Its 25 dollars though ><

i guess ill have to try other stores...


----------



## jlroar (Aug 19, 2007)

Here is a link to Bi Gals Online. he he he......

http://www.bigalsonline.com/StoreCa...black_7_kg?&query=florite&queryType=0&offset=

No really it is Big Als Online a fish store. I bet you were freak-n-out! Around $16 per bag and decent shipping IMO.

James


----------



## lauraleellbp (Feb 3, 2008)

Extra shipping for bulky items, and substrates are in that category.

$25 for 20lbs Fluorite at my LFS too, but was still cheaper than online with all the extra shipping charges...


----------



## jlroar (Aug 19, 2007)

lauraleellbp said:


> Extra shipping for bulky items, and substrates are in that category.
> 
> $25 for 20lbs Fluorite at my LFS too, but was still cheaper than online with all the extra shipping charges...


I thought you wanted black and was unable to get black from your lfs.

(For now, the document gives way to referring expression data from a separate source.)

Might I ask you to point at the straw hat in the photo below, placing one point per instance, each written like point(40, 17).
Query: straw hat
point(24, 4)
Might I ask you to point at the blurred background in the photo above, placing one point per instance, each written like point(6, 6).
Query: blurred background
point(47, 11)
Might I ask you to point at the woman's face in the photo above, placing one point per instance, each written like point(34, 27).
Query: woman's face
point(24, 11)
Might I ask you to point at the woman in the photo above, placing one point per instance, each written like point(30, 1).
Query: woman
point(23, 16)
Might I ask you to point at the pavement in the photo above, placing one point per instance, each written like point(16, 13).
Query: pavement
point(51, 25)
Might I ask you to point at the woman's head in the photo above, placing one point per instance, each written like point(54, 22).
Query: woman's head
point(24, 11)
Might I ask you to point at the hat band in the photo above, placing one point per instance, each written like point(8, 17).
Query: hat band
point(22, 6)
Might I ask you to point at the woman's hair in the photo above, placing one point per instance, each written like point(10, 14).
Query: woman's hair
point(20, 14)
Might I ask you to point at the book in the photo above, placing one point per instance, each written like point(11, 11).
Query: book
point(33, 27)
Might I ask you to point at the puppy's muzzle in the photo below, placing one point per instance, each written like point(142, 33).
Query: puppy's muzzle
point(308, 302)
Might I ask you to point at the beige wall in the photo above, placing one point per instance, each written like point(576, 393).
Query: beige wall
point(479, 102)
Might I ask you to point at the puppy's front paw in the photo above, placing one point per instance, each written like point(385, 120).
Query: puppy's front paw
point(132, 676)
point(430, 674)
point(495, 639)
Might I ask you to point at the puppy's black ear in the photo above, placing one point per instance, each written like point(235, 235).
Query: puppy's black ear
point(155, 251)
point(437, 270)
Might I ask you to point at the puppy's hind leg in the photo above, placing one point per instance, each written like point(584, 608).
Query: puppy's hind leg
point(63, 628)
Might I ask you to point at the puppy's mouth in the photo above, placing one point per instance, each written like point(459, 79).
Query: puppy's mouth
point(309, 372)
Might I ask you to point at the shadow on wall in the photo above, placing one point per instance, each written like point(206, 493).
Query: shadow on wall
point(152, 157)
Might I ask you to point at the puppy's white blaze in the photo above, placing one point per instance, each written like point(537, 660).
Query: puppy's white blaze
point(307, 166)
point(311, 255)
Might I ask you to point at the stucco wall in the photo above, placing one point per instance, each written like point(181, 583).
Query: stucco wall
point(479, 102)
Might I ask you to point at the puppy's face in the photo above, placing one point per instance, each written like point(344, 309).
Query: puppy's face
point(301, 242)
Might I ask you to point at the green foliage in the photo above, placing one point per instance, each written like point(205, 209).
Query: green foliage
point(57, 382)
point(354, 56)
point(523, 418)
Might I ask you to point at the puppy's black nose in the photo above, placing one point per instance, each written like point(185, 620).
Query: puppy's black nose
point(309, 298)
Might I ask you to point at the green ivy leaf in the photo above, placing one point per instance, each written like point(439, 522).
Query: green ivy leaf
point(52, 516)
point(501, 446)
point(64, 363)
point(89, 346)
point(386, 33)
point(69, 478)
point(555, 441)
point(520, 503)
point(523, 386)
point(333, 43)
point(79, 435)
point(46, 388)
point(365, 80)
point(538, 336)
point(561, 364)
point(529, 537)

I did a trial run on purchasing it and it gave me $17 shipping.

16 black Flourite
+16 black Flourite
+17 S/H
==================
=49 Total

You may want to give it a trial run to see if the S/H is worth it for solid black.

James


----------



## CobraGuppy (Sep 23, 2007)

hm, does flourite come in 20 lb bags?

I always see it in 15.4 pound ones.
50 dollars is the same price if i bought two bags outside xD

Ill just check other stores before i go that route because its still the same price but i have to wait to get it.


----------